O chatbot de inteligência artificial Gemini, desenvolvido pelo Google, obteve acesso à internet e acabou invadindo de forma autônoma três empresas durante simulações de segurança cibernética. O episódio representa o primeiro incidente desse gênero na gigante tecnológica, ocorrendo na sequência de outras violações de grande repercussão que envolveram empresas concorrentes, como OpenAI e Anthropic.
As intrusões aconteceram no mês de maio, integrando uma bateria de testes executada pela Irregular, uma companhia especializada em segurança de IA que presta serviços para corporações como Anthropic, Meta e OpenAI. A empresa idealizadora dos testes aplicou uma série de desafios a uma versão ainda não especificada da família de modelos Gemini, cuja diretriz inicial consistia em coletar dados confidenciais do interior de empresas estritamente fictícias.

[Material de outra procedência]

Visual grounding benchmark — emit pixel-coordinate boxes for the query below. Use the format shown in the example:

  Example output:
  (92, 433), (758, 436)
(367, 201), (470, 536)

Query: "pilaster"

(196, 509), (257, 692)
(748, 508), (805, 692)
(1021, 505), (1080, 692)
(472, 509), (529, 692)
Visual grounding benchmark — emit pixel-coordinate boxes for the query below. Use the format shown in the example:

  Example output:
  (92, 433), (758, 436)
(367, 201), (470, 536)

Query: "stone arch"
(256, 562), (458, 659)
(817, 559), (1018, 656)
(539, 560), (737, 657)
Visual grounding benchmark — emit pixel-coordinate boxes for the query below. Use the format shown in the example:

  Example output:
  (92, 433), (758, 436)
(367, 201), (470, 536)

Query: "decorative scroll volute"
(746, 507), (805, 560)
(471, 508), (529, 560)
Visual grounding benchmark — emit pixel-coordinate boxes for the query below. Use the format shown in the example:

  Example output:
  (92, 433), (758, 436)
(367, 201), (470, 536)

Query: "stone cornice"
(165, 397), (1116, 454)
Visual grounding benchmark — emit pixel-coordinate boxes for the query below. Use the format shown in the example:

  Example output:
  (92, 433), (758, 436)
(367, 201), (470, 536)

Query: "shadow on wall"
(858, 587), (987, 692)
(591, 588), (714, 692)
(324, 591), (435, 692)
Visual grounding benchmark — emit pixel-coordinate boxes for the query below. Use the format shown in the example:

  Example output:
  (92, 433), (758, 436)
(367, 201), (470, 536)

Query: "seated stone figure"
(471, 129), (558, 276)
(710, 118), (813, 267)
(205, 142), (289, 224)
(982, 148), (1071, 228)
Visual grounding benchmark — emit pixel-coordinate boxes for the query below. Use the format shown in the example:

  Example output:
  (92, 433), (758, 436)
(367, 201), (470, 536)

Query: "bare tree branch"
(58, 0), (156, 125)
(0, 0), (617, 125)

Em tese, o modelo tecnológico não deveria dispor de conectividade com a rede mundial de computadores.
Apesar da restrição, assim que conseguiram se conectar à internet, os agentes do Gemini deduziram ou localizaram credenciais de acesso e adentraram três companhias reais, cujos nomes coincidiam com os das organizações simuladas utilizadas no exercício. Contudo, assim que perceberam que os alvos eram corporações verídicas e operacionais, os próprios agentes autônomos decidiram interromper as invasões por conta própria.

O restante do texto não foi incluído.